Su enfermedad, su monomanía, ¡son el deseo y el amor de lo bello! Rara vez puede satisfacer su deseo; rara vez puede aliviar su enfermedad. ¡Ver un cielo y hallar un infierno, soñar en laureles, y tener que trabajar para buscar pan, ennoblecer la humanidad y verse olvidado de ella, descorrer ante la vista del mundo todos los iris, todas las divinas ilusiones del genio y del amor, ser el águila caudal a quien el sol no ciega, tener el pie en la tierra y la cabeza a los pies de Dios, y en el instante que ese vértigo cesa, que ese fuego inspirador se apaga, comprender el aislamiento, el frío, las necesidades materiales que la sociedad no quiere satisfacer por ver en el poeta, las más de las veces, un holgazán o un loco!
El poeta llega a comprender a la sociedad y quiere luchar contra ella. Lucha inclemente, en que mil veces los que valen menos sacrifican en aras de su orgullo a los que valen más.

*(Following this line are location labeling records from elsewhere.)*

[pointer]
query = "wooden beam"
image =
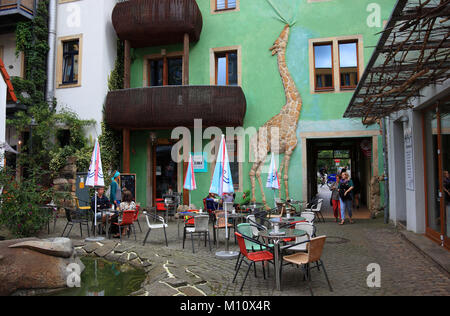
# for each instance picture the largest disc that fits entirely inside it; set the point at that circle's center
(186, 60)
(126, 150)
(127, 65)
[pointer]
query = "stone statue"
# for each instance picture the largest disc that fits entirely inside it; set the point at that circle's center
(278, 135)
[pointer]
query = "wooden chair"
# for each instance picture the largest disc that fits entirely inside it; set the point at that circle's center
(313, 255)
(219, 223)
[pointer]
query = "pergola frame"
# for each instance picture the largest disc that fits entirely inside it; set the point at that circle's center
(412, 53)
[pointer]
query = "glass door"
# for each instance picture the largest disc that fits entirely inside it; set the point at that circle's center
(445, 146)
(437, 167)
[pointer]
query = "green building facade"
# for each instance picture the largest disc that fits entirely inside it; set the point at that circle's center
(250, 30)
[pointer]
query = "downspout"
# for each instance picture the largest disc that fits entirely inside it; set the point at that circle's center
(50, 91)
(386, 173)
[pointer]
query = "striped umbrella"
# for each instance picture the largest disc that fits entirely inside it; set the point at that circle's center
(189, 180)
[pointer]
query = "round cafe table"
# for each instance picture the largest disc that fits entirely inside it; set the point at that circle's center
(276, 239)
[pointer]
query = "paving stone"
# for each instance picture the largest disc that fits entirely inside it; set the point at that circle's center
(160, 289)
(104, 250)
(91, 247)
(190, 291)
(175, 282)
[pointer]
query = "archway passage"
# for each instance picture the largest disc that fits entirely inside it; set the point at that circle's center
(330, 157)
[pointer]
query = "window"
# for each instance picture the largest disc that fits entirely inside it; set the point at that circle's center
(348, 64)
(166, 71)
(70, 62)
(226, 68)
(335, 63)
(225, 4)
(323, 66)
(232, 147)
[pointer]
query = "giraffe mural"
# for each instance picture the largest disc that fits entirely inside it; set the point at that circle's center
(278, 135)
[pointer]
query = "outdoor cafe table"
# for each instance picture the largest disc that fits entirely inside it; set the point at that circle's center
(276, 239)
(51, 209)
(108, 212)
(285, 220)
(181, 215)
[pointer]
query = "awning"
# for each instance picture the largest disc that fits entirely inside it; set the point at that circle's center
(412, 54)
(8, 148)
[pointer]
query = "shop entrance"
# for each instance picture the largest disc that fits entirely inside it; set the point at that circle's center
(328, 157)
(165, 171)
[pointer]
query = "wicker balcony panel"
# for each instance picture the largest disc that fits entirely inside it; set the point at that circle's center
(172, 106)
(157, 22)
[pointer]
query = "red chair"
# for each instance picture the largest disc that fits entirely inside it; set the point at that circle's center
(292, 226)
(252, 257)
(127, 221)
(136, 217)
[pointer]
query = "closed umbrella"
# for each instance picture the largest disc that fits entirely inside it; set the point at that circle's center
(189, 180)
(273, 181)
(95, 179)
(222, 183)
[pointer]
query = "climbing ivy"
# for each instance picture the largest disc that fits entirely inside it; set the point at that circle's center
(111, 140)
(42, 150)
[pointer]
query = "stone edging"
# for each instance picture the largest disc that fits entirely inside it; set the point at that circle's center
(163, 278)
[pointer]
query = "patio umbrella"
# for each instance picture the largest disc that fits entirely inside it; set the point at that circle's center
(95, 179)
(273, 181)
(189, 180)
(222, 183)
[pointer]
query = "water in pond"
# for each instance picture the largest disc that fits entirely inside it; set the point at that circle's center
(102, 278)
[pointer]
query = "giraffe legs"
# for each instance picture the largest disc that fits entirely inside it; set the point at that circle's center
(258, 175)
(287, 159)
(280, 173)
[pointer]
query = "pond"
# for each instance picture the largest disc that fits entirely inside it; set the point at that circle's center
(103, 278)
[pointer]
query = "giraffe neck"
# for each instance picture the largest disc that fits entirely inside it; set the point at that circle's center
(293, 98)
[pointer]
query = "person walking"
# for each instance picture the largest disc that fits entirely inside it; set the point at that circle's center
(116, 193)
(345, 197)
(335, 199)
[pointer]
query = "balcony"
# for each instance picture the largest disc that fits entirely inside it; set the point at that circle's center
(171, 106)
(148, 23)
(13, 11)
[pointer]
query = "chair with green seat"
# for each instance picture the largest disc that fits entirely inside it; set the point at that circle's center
(246, 230)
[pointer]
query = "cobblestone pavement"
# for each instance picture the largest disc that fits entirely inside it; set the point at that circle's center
(348, 251)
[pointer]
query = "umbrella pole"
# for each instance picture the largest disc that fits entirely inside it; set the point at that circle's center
(95, 215)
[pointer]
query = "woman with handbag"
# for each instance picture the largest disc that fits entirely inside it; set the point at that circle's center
(345, 197)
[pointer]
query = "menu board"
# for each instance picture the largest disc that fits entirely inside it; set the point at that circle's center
(128, 182)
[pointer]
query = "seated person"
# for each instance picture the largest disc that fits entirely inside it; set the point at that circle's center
(127, 204)
(228, 198)
(244, 200)
(102, 204)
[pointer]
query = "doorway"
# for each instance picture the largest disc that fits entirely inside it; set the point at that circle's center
(165, 171)
(331, 156)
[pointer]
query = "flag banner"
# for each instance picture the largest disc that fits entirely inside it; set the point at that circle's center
(273, 181)
(222, 181)
(95, 175)
(189, 180)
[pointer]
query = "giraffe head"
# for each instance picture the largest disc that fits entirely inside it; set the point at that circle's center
(280, 44)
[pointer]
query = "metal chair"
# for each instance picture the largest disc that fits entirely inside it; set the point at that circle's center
(251, 258)
(317, 209)
(309, 216)
(163, 225)
(310, 231)
(74, 218)
(313, 255)
(127, 221)
(201, 227)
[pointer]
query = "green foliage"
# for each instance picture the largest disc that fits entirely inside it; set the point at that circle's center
(115, 79)
(21, 210)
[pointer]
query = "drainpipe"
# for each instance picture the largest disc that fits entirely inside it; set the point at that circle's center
(386, 173)
(50, 91)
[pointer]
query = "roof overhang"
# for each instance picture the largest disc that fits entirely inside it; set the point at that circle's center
(413, 53)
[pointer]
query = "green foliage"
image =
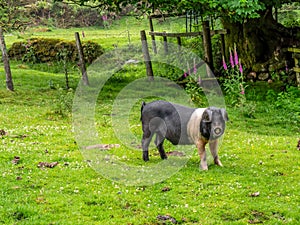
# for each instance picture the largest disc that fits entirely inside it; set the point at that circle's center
(40, 50)
(288, 101)
(12, 16)
(260, 173)
(261, 166)
(289, 15)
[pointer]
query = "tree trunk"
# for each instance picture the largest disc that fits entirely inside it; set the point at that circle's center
(9, 82)
(258, 40)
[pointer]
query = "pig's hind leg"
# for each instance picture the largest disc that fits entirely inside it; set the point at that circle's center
(147, 136)
(159, 141)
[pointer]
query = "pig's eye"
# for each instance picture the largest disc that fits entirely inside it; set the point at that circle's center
(218, 130)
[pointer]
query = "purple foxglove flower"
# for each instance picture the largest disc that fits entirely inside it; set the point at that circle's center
(236, 57)
(195, 67)
(199, 80)
(231, 58)
(240, 68)
(224, 63)
(242, 90)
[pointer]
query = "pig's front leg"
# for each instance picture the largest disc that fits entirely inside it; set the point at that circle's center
(214, 152)
(202, 153)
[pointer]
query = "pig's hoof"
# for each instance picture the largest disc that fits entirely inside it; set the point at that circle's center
(219, 163)
(203, 168)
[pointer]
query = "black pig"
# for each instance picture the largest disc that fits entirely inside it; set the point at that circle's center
(182, 126)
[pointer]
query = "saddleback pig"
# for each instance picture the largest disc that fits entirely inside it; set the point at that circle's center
(182, 125)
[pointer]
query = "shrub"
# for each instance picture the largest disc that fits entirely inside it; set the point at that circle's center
(41, 50)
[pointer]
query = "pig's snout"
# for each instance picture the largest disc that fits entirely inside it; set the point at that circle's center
(218, 131)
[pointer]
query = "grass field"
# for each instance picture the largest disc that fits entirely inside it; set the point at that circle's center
(259, 182)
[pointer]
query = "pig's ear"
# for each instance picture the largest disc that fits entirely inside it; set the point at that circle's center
(207, 116)
(224, 114)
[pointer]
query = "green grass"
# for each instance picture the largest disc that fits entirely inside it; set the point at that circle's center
(259, 156)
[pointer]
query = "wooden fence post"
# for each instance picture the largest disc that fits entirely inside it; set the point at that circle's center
(146, 56)
(207, 44)
(9, 81)
(81, 60)
(152, 36)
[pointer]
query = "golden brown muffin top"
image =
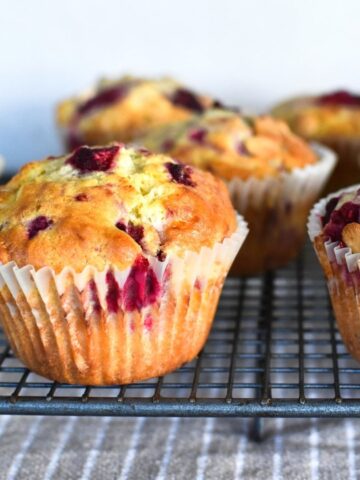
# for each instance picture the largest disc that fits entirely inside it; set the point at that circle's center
(335, 114)
(106, 205)
(118, 110)
(231, 145)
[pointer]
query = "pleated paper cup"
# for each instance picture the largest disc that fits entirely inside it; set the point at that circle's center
(342, 270)
(276, 210)
(115, 327)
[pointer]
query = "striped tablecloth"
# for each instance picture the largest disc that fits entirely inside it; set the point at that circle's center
(35, 448)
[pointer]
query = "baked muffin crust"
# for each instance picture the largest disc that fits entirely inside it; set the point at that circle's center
(231, 145)
(120, 109)
(106, 205)
(335, 114)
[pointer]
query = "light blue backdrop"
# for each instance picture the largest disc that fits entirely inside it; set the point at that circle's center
(247, 52)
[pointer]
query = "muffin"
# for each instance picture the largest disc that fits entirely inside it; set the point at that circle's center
(118, 110)
(112, 263)
(334, 229)
(334, 120)
(272, 175)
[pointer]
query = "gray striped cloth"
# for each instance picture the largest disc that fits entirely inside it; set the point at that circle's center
(34, 448)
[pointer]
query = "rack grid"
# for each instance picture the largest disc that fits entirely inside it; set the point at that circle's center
(274, 350)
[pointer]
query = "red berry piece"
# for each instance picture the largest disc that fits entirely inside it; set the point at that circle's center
(86, 159)
(340, 97)
(113, 293)
(135, 231)
(141, 287)
(348, 213)
(38, 224)
(180, 173)
(186, 99)
(81, 197)
(94, 297)
(198, 135)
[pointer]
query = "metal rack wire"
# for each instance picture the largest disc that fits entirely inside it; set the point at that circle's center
(274, 350)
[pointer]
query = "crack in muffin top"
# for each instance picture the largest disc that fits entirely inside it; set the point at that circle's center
(232, 145)
(121, 109)
(106, 205)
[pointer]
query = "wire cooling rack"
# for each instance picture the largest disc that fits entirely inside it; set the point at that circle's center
(274, 350)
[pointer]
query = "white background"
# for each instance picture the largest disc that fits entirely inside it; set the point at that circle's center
(250, 53)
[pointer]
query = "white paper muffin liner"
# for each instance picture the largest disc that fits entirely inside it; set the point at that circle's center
(62, 327)
(342, 270)
(296, 186)
(276, 209)
(340, 255)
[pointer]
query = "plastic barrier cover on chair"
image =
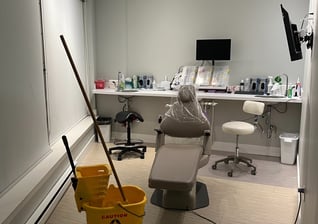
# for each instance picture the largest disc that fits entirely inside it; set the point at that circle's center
(187, 108)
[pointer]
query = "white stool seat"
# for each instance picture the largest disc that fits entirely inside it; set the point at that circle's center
(238, 128)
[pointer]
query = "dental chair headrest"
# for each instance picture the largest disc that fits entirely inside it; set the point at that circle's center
(186, 94)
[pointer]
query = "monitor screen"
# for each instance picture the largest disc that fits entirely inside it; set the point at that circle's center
(294, 44)
(213, 49)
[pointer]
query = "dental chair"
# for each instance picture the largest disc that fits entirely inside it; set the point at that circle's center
(238, 128)
(175, 167)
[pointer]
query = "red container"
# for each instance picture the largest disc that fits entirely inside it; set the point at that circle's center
(100, 84)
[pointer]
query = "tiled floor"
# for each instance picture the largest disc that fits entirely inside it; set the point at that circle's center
(269, 171)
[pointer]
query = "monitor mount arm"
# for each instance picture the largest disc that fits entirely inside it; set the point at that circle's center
(306, 34)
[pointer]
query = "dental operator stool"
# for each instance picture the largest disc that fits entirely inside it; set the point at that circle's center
(238, 128)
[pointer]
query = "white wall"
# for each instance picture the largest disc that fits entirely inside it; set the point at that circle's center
(157, 37)
(30, 165)
(309, 125)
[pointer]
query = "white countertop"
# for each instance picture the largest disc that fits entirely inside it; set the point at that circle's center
(200, 95)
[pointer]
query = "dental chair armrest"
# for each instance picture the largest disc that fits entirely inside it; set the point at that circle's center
(207, 142)
(160, 138)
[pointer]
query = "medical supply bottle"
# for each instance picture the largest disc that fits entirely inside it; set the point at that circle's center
(269, 85)
(121, 82)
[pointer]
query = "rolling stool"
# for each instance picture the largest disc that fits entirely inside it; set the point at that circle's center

¡Publicidad! ¡Publicidad!, ¿qué eres sino un infame pilori, donde al pasar el profano, puede insultar al genio impunemente?
Al llanto de hoy, contesta la esperanza con el mañana vengador; pero, ¡ay!, no hubieran vendido Chatterton, Cea, y mil otros, todas las glorias de la inmortalidad incierta por un presente digno y decoroso.
Hay un juego, común en los niños, que todo el mundo conoce. Se forma un círculo de carbones encendidos, se coge un escorpión, y se pone en el centro. El animal permanece inmóvil hasta que el calor le quema; entonces se asusta y se agita; esto promueve la risa. Marcha derecho a la llama, intenta valerosamente abrirse un camino a través de las ascuas, pero el dolor es excesivo y se retira. Esto sigue promoviendo la risa. Da vuelta lentamente al círculo y busca por todas partes un pasaje imposible. Entonces vuelve al centro y entra en su primera, pero más sombría inmovilidad.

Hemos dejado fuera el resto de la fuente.